Le capital n’a-t-il pas de religion ?
Comme les
travailleurs, les propriétaires des moyens de production et d’échange
participent d’une culture. Ils sont né dans un pays, une famille. Ils
ont des façons de vivre, boire, manger, entrer en relation de genre,
ect.. Ils sont tantôt chrétiens, tantôt juif, tantôt musulmans, etc. Ils
sont aussi athées. Surtout au-delà de leur attachement résiduel il ont
la religion des affaires et du profit .
Qu’en est-il du vaste monde du travail ?
Il baigne lui aussi des
cultures variées. S’agissant des religions on retrouvent aussi bien des
athées que les croyants des grandes ou moins grandes religions. La seule
différence avec les capitalistes et autres fonctionnaires du capital,
les « faisant fonction », c’est qui sont beaucoup englués dans leurs
croyances religieuses. Moins que jadis et cela a des conséquences. Ils
sont plus en capacité de se mobiliser pour la défense de leurs intérêts
collectifs face au capital. Cependant cette capacité est bridée par deux
forces qui peuvent être contraire qui sont l’individualisme et le
patriotisme.

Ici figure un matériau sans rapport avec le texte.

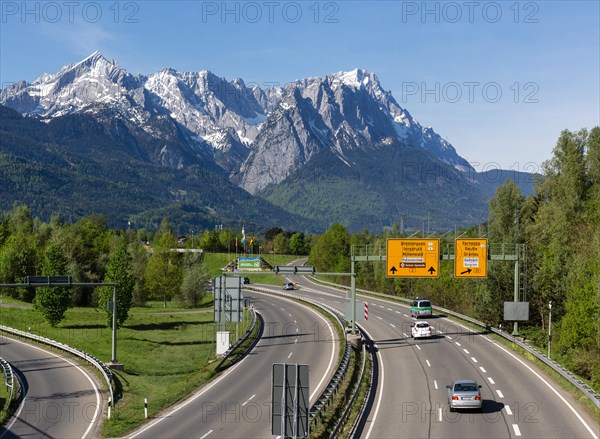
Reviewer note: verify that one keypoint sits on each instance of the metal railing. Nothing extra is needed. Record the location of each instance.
(232, 349)
(9, 378)
(590, 393)
(104, 370)
(324, 400)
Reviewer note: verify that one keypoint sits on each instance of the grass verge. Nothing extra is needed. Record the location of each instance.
(167, 355)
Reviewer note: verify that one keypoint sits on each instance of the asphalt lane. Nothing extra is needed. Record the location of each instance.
(519, 400)
(238, 403)
(61, 399)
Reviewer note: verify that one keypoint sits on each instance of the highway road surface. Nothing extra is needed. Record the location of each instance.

Le premier les pousse vers la lutte des places et le second
vers une sorte de communautarisme national fondé sur la fraternisation
naive entre le capital et le travail.
Pour renforcer cette dérivation des forces sociales pèsent pour
renforcer l’individualisme négatif et le nationalisme factice. C’est
ainsi que l’on va trouver deux « religions » - pardon deux cultes - assez
communément partagées, y compris chez les prolétaires, la religion du
fric et la religion ethnico-patriotique.
Il ne s’agit pas là de stigmatiser le besoin normal de pouvoir d’achat pour vivre puis les biens utiles à la vie ne sont pas distribués gratuitement, ni l’attachement de beaucoup de travailleurs français pour les services publics nationaux ou d’autres institutions utiles à tous comme la sécurité sociale par exemple. La religion du fric est celle qui va jusqu’à empêcher les solidarités contre le classisme , le racisme, le sexisme. Le culte du fric s’appuie sur la « religion du travail » - le travaillisme - bien porté en France tant par le christianisme que le mouvement ouvrier. Il ne suffit pas de dire que la devise du travaillisme c’est /Travailler pour travailler/. Il y a cela mais il y a aussi travailler plus longtemps, plus vite. La logique de la compétition et de la performance s’applique au travaillisme : Plus vite, plus haut, plus loin, plus fort Elle débouche sur sa version dopée par le sarkozysme : travailler plus pour gagner moins ! Pour autant, la critique de la religion du travail ne signifie pas apologie de l’inactivité mais plutôt un souci d’un travail sans cadence imposée avec des horaires hebdomadaires inférieurs à ce qu’ils sont aujourd’hui : 32 H ? 30 H hebdo pour les travaux pénibles.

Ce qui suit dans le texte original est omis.